Computer and Information Sciences Department, University of Delaware, 101 Smith Hall, Newark, DE 19716, USA.
IEEE/ACM Trans Comput Biol Bioinform. 2012 Jul-Aug;9(4):992-1001. doi: 10.1109/TCBB.2011.136.
We present a new computational method for predicting ligand binding residues and functional sites in protein sequences. These residues and sites tend to be not only conserved, but also exhibit strong correlation due to the selection pressure during evolution in order to maintain the required structure and/or function. To explore the effect of correlations among multiple positions in the sequences, the method uses graph theoretic clustering and kernel-based canonical correlation analysis (kCCA) to identify binding and functional sites in protein sequences as the residues that exhibit strong correlation between the residues’ evolutionary characterization at the sites and the structure-based functional classification of the proteins in the context of a functional family.
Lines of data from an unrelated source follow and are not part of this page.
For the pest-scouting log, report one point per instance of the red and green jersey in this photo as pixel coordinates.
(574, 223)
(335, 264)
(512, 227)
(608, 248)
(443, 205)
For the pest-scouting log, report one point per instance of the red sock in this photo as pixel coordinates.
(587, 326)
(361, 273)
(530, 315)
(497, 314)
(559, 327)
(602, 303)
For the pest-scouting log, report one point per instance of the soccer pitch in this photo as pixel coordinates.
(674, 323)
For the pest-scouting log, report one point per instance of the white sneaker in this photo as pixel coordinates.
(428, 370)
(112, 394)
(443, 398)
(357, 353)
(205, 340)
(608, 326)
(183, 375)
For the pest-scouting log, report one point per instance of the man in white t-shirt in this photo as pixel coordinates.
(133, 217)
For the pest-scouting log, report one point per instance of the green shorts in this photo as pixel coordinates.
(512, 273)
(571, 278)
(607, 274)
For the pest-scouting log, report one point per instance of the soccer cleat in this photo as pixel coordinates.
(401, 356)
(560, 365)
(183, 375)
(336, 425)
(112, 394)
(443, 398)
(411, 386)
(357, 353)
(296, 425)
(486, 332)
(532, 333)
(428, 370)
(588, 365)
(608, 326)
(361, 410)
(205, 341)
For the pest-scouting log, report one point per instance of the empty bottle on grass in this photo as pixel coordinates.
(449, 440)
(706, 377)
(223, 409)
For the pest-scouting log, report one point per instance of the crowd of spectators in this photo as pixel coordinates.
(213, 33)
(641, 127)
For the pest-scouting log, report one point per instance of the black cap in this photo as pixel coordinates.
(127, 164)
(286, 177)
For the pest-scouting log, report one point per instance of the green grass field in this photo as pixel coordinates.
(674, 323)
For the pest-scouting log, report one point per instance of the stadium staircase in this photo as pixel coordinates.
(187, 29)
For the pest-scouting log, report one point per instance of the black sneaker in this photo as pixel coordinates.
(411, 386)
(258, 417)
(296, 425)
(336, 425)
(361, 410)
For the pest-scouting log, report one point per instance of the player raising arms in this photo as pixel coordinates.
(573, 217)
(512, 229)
The results of testing the method on two well-curated data sets show that the prediction accuracy as measured by Receiver Operating Characteristic (ROC) scores improves significantly when multipositional correlations are accounted for.
我们提出了一种新的计算方法,用于预测蛋白质序列中的配体结合残基和功能位点。这些残基和位点不仅趋于保守,而且由于进化过程中的选择压力,它们之间还存在很强的相关性,以维持所需的结构和/或功能。为了探索序列中多个位置之间相关性的影响,该方法使用图论聚类和基于核的典型相关分析(kCCA)来识别蛋白质序列中的结合和功能位点,这些位点的残基在进化特征与蛋白质功能家族结构功能分类之间表现出很强的相关性。该方法在两个精心整理的数据集上的测试结果表明,当考虑多位置相关性时,基于接收器操作特征(ROC)分数的预测准确性会显著提高。